急速にデジタル化が進む環境で働く人々にとってウェルビーイング(幸福)とは何を意味するのでしょうか。これを機に私たちのアプローチを再考し、環境の変化に適応していくことが求められています。インクルーシブで協調的なアプローチをとることが、ウェルビーイングの文化を維持するためには不可欠です。特に、働く場所の概念が変化している昨今、物理的な職場の状態によってウェルビーイングの度合いが左右されることを理解することは極めて重要になってきています。創造性を育みレジリエンスを支える最適な勤務環境を整えることは、社員のニーズにより適した職場を活性化することも含まれます。

メンタルヘルス対策についても、ウェルビーイング戦略を実施するうえで引き続き検討していきます。さらに、職場環境に関してポジティブな変化を加速させるためには、デジタルツールが社員のウェルビーイングを高める鍵を握っているということを理解する必要があります。

今後も社員の理解をさらに深め、ウェルビーイングを企業文化として取り入れる総合的なアプローチに取り組んでいきます。

健康とウェルビーイングの維持・向上

ヘンケルは、社員の健康と活力を高め、迅速に対応し優れた成果を上げられる組織づくりを目指しています。そのため、グローバルで統一された健康安全基準に則り、疾病を引き起こす恐れのある職場リスクから社員を守るため、健康促進および予防医療プログラムを提供しています。当社の拠点では幅広いサービスを提供しており、社員の身体的健康を促進すること(禁煙セミナーの開催、健康診断、エイズ予防の啓蒙等)と、精神的活力を維持すること(ストレス管理や同様の対策)の2つを目標に掲げています。ヘンケルは労働力維持のためのプログラムを実施し、人口動態の変化をはじめとする重要な社会動向を捉えています。各地域で多くのプログラムを実施しているだけでなく、毎年、全世界合同で健康キャンペーンを開催しています。
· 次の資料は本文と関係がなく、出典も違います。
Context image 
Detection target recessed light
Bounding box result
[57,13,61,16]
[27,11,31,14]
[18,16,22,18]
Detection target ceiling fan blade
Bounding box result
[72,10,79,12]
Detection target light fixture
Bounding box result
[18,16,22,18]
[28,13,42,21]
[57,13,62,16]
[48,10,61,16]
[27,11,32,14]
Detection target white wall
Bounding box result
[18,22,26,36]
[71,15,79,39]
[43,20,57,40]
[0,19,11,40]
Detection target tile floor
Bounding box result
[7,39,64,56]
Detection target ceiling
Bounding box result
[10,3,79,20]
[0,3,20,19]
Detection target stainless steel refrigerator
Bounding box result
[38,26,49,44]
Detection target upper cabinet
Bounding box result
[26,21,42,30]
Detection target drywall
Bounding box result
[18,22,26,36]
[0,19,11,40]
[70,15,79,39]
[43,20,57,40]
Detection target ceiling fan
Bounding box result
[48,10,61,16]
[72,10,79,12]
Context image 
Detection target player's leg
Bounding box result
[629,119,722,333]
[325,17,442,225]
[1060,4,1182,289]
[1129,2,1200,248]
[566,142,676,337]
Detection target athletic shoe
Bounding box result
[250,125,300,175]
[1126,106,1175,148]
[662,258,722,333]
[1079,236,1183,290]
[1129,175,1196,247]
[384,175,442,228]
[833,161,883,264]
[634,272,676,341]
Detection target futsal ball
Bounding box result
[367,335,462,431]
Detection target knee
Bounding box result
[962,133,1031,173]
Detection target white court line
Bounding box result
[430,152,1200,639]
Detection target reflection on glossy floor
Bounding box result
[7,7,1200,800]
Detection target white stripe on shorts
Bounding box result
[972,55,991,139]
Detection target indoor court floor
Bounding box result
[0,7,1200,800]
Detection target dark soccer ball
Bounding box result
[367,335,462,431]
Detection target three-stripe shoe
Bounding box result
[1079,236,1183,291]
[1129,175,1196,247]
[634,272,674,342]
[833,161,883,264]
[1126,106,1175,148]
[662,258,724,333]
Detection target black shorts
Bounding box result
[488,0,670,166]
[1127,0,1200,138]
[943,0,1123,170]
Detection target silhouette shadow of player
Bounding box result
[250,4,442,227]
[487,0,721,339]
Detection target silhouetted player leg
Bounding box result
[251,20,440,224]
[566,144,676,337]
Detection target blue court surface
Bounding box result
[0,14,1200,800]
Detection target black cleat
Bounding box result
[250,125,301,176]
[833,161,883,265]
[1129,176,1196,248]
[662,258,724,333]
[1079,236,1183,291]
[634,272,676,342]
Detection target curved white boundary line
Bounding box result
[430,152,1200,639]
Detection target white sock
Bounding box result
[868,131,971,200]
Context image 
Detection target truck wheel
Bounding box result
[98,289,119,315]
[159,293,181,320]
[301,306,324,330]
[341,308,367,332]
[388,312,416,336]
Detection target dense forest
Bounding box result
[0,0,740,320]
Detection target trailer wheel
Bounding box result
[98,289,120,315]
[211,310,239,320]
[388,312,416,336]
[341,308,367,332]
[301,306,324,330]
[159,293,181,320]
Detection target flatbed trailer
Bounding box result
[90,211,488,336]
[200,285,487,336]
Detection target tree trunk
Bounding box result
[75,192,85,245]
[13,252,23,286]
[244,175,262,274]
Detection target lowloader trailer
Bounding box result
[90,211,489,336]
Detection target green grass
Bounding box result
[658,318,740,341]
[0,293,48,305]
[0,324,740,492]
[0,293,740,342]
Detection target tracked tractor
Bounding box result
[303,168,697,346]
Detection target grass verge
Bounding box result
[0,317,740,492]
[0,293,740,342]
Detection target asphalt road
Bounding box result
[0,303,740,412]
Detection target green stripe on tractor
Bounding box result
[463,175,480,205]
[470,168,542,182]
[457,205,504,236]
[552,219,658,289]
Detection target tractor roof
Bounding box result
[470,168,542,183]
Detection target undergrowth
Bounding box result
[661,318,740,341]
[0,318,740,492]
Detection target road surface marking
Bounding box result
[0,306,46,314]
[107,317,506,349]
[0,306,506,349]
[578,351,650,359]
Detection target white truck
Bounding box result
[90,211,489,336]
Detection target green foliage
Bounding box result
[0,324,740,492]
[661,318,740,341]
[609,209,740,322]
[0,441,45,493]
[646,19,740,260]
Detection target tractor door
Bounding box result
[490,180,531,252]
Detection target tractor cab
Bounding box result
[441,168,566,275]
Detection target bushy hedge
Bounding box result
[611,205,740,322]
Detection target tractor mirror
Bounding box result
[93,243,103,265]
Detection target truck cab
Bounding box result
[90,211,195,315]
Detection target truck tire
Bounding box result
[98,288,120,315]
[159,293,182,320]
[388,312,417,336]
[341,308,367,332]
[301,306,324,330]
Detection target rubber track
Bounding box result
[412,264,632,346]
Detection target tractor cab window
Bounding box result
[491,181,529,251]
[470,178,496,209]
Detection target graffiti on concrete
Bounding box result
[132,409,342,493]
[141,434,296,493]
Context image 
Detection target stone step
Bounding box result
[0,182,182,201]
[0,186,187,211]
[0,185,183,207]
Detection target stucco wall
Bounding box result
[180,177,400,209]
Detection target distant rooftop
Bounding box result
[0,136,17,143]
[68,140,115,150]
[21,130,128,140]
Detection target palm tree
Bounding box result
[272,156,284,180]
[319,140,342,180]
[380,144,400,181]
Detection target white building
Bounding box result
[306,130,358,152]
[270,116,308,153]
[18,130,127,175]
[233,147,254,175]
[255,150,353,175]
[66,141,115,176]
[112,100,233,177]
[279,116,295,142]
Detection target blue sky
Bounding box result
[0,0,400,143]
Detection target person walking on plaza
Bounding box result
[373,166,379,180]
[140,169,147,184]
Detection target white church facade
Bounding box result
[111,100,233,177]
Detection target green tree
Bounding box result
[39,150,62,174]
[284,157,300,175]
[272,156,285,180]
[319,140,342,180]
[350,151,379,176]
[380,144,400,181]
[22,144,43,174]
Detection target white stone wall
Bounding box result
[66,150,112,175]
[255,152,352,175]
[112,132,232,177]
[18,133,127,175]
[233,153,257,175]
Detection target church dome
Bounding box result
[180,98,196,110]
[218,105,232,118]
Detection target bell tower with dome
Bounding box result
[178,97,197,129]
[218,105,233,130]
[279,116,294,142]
2024年、ヘンケルの労働衛生管理が評価され、「Corporate Health Award 2024(化学製品/医薬品部門)」を受賞しました。Corporate Health Awardは、戦略的な労働衛生管理を表彰するドイツで最も権威ある賞で、未来志向かつ持続可能な人事戦略を推進する雇用主に贈られるものです。グローバルヘルスプラットフォームであるMycareに加え、健康に関する問題をチームに直接提起するヘルススカウトの育成や、社内の健康管理組織における経営陣と社員の密接な連携が高く評価されました。

高水準の労働安全衛生

社内およびバリューチェーンにおける労働安全は、私たちの最優先事項です。ゼロ災害という長期目標にも引き続き注力し、2025年末までに、労働安全環境を2010年比で60%向上することを目指しています。

この目標を達成するため、社員の意識向上に向けた講習に投資するとともに、技術面での安全基準を高めています。私たちは、安全性、健康、環境に関する基準が確実に遵守されているかどうかを定期的に見直しています。また、委託業者での労働環境や当社拠点で勤務する他社の社員も対象として、労働安全衛生の改善に取り組んでいます。
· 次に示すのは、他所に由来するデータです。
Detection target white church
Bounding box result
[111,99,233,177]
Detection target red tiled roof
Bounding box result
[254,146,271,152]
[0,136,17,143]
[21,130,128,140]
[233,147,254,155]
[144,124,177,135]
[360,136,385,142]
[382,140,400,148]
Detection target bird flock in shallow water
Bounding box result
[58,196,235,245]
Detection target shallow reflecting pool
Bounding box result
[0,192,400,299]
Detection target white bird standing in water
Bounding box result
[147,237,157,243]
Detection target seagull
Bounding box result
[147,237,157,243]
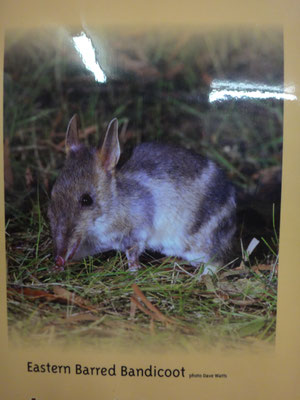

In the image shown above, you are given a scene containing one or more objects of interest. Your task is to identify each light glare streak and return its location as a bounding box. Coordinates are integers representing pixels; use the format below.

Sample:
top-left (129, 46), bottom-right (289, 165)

top-left (209, 80), bottom-right (297, 103)
top-left (73, 32), bottom-right (106, 83)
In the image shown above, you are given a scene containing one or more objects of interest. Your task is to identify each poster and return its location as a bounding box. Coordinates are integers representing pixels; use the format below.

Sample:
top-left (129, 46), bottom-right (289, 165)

top-left (1, 2), bottom-right (299, 399)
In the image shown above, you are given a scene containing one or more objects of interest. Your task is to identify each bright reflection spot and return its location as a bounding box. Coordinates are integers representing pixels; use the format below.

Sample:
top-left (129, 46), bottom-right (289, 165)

top-left (73, 32), bottom-right (106, 83)
top-left (209, 80), bottom-right (297, 103)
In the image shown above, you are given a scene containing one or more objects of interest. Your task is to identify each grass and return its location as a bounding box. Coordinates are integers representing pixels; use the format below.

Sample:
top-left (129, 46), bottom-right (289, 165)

top-left (4, 26), bottom-right (283, 349)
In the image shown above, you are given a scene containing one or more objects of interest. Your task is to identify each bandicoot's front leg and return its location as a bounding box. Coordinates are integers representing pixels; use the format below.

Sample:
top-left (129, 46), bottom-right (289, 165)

top-left (126, 246), bottom-right (141, 272)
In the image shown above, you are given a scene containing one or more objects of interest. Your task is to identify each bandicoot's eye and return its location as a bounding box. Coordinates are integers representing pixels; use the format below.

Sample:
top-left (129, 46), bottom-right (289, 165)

top-left (80, 193), bottom-right (93, 207)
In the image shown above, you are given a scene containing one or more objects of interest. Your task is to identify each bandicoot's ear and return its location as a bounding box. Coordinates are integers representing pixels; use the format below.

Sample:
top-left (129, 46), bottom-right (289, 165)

top-left (99, 118), bottom-right (121, 171)
top-left (65, 114), bottom-right (79, 156)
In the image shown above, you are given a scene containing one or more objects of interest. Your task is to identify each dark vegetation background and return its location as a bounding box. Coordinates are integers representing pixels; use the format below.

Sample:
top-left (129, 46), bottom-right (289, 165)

top-left (4, 29), bottom-right (283, 346)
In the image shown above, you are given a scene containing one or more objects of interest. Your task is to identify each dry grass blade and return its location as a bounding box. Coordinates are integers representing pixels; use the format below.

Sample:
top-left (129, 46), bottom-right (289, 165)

top-left (131, 283), bottom-right (174, 323)
top-left (53, 286), bottom-right (97, 311)
top-left (4, 138), bottom-right (14, 190)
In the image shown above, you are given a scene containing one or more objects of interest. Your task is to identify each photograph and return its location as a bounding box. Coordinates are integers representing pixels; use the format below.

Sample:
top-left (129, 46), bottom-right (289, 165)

top-left (3, 25), bottom-right (284, 351)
すべての拠点で定期的に講習を実施し、社員が災害リスクを特定し回避できるようにしています。一部の地域で既に実施されているプログラムを拡張し、全社への適用も進めています。また、安全性に関する最重要課題について社員同士の意識をさらに高めるため、グローバルな安全衛生キャンペーンも実施しています。

働き方の未来像

ヘンケルは、出社の有無ではなく成果によってパフォーマンスを測定しており、長年にわたり柔軟な働き方を推進してきました。信頼の文化をベースとしているからこそ、パートタイム勤務、フレックス労働時間、新たな職場の概念やリモート勤務が浸透しています。私たちは、社員が働きやすい未来志向の職場づくりを目指しています。 

スマートワークは、社員と企業が未来の働き方に備えるための総合的アプローチです。スマートワークとは、リモート勤務またはオフィス勤務といった働き方の枠組みに留まらず、社員同士のコラボレーション(協働)や創造性をより高められる職場づくり、社員の健康促進プログラムの改善、デジタル化の可能性を探る方法といったさまざまな要素が含まれています。